Postgresql – optimizing or estimating postgresql table size on disk

disk-spacepostgresql

This question is in the context of the helpcovid GPLv3+ project (work in progress in March 2020). With PostgreSQL 11 on Debian/Buster/x86-64. See the file hcv_database.cc there.

I have a table of web users:

---- TABLE tb_user
CREATE TABLE IF NOT EXISTS tb_user (
  user_id SERIAL PRIMARY KEY NOT NULL,  -- unique user_id
  user_firstname VARCHAR(31) NOT NULL,  -- first name, in capitals, UTF8
  user_familyname VARCHAR(62) NOT NULL, -- family name, in capitals, UTF8
  user_email VARCHAR(71) NOT NULL,      -- email, in lowercase, UTF8
  user_gender CHAR(1) NOT NULL,         -- 'F' | 'M' | '?'
  user_crtime DATE NOT NULL             -- user entry creation time
); --- end TABLE tb_user

Imagine I have a million rows in that table, and 99% of users have a user_firstname of less than 16 bytes, and 99% of users have a user_family of less than 32 bytes.

Assume that this table is only filled by INSERT SQL statements.

What would be the estimated disk space consumption of the PostgreSQL files (under /var/lib/postgreql) containing that database.

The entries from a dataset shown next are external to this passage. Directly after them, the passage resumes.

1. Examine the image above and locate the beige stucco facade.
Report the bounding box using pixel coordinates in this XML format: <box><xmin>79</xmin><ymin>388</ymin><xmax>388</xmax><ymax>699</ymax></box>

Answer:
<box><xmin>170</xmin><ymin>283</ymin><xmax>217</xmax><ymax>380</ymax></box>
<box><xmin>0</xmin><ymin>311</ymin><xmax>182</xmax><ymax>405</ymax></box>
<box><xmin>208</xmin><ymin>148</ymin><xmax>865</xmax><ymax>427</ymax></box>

As measured by du -h

For simplicity, assume that this table is the only one in the database.

To ask the question otherwise, the VARCHAR(31) size is used for every row on disk, or not?

In other words, how practically important is the width of columns in tables, w.r.t to disk space?

Related question: How does Postgres store many varchars on disk?

Best Answer

The best way is to run a little benchmark:

INSERT INTO tb_user
   (user_firstname, user_familyname, user_email, user_gender, user_crtime)
SELECT substr(md5(random()::text), 1, 15),
       substr(md5(random()::text), 1, 15),
       md5(random()::text),
       'F',
       current_date
FROM generate_series(1, 1000000);

SELECT pg_size_pretty(pg_total_relation_size('tb_user'));

 pg_size_pretty 
----------------
 126 MB
(1 row)

A text or varchar that is short enough (which the ones in the table certainly are) will consume one byte more than the number of bytes in the string.

There is some overhead caused by block and tuples headers and other metadata, as well as by fragmentation (some empty space will remain in each 8kB block). And then the index that supports the primary key is also sizeable:

\di+ tb_user_pkey 
                            List of relations
 Schema  |     Name     | Type  |  Owner  |  Table  | Size  | Description 
---------+--------------+-------+---------+---------+-------+-------------
 laurenz | tb_user_pkey | index | laurenz | tb_user | 21 MB | 
(1 row)

Some additional hints:

  • You can save a little space by having user_crtime in the second position. Otherwise, you might lose up to three bytes to padding.

  • Use bigint for the primary key so that you can never run out of values. Trying to save on these 4 bytes is usually not a good idea.